I love organic. Most of the food we purchase from the store is organic, but when it comes to purchasing locally you might not see the word “organic” as much as you would like. I strongly believe it’s important for us avoid ingesting chemicals unnecessarily and it’s incredibly important for the environment and beneficial bugs, but becoming certified to sell organic is very expensive to get into and then maintain, so for small farms, ones that aren’t producing on a very large scale, this might not be possible or economical and you can’t use the word “organic” unless you have been certified or sell under $5,000 worth of product a year. Does this mean that you should pass them up because they don’t have that “organic” label? Does this mean their product isn’t as good? Of course not!!
In stores these labels are the only way farmers or producers can communicate with their customers, but with farmers markets we have the unique opportunity to speak directly to the farmers or producer. Our family basically lives at farmer’s markets. We sell at 5 a week through the busy season! We, ourselves are farmers, and we spend most of our time around other farmers, and I think one of the things I have learned the most from my experience is trusting and knowing your farmers is so much more important than a label. We have all become too reliant on a seal/word. When you buy locally you have the chance to interact directly with the person growing and making your food, your soap, your knitted items, etc. You can ask them about their practices. You can even visit their farm and see where their product is coming from! You can see how the animals are raised, you can see the condition of the gardens or fields, you can see where things are stored… There is transparency. Isn’t that what we are screaming for with our labels – no gmo, organic, free range, etc? We want to know about the farming practices. We want transparency.
We are a small dairy goat farm. It would not make sense for us to go through the process of becoming organic at this point in time, but we run our farm as organically as possible. We do not use chemicals on our garden or pasture. We use natural fertilizers (compost and manure). Our feed comes from a small local farm who makes all natural non-GMO feed, our hay is chemical free. We use medications only when it is 100% necessary for the health of the animal and then we go through a longer than suggested milk withdrawal period. Our goats are spoiled and loved. We welcome customers to our farm (many of our customers know our goats by name) and love showing off our hard work. We talk about our processes and the materials that go into our soaps. We do whatever we can to provide the best product possible. When we are working directly with our customers that extra expense seems so unnecessary. Especially since that expense would just be passed on to those customers.

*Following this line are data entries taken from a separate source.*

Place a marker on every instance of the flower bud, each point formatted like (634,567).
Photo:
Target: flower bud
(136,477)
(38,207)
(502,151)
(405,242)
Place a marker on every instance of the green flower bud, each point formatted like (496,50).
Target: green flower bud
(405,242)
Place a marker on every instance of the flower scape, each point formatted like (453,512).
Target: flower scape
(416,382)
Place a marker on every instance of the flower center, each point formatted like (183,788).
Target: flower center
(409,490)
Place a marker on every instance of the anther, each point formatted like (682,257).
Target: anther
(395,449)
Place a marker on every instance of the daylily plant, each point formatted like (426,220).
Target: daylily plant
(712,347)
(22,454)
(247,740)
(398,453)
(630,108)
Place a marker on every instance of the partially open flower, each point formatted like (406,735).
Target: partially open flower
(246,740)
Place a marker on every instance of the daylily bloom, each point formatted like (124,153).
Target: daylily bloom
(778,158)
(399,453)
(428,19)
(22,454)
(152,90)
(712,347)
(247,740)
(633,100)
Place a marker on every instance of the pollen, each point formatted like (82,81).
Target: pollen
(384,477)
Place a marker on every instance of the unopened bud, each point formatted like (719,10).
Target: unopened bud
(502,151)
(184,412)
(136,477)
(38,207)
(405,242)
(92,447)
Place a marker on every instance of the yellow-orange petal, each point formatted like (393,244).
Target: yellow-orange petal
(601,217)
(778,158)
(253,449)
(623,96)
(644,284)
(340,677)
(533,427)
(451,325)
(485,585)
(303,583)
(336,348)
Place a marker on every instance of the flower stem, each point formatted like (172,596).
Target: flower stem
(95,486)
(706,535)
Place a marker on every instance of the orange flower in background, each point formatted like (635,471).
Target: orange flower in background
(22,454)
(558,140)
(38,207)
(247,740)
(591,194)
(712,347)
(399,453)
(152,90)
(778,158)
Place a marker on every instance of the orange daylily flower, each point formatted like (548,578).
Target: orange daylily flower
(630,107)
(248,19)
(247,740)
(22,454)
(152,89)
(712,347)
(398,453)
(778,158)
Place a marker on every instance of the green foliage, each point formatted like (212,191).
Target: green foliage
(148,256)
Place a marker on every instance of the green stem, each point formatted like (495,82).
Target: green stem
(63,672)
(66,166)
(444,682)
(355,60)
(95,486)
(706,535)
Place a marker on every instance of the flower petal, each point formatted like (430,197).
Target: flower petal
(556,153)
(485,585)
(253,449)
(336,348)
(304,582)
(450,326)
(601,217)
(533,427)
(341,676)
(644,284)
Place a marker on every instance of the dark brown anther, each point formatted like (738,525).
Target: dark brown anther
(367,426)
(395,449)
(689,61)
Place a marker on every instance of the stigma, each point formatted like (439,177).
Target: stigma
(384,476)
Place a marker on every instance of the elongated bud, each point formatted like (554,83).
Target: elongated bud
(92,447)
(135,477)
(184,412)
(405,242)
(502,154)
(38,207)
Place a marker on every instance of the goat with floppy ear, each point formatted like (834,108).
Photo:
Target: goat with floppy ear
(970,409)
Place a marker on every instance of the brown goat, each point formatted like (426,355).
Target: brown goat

We have many farm friends who are producing “organic” produce (organic in every way but not certified). They are on their hands and knees in the fields fighting bad bugs and doing what they can to attract good bugs. They know their soil and only use natural fertilizers. They work hard to give their customers healthy, chemical free produce.
We have friends who raise meat animals that spend their days on pastures, in green grass, and under the sun. That eat non-gmo feeds. They also spoil their animals and love them. They also want to provide their customers with the best product they possibly can.
Are any of these farmers “less than” because they don’t come with a label on their products? Are they not trustworthy? No… I believe the organic movement is incredibly important, its good for us as humans and our environment, but the local movement is what needs our focus. Transparency is important and transparency can be achieved without labels. Shop local… Know your farmer!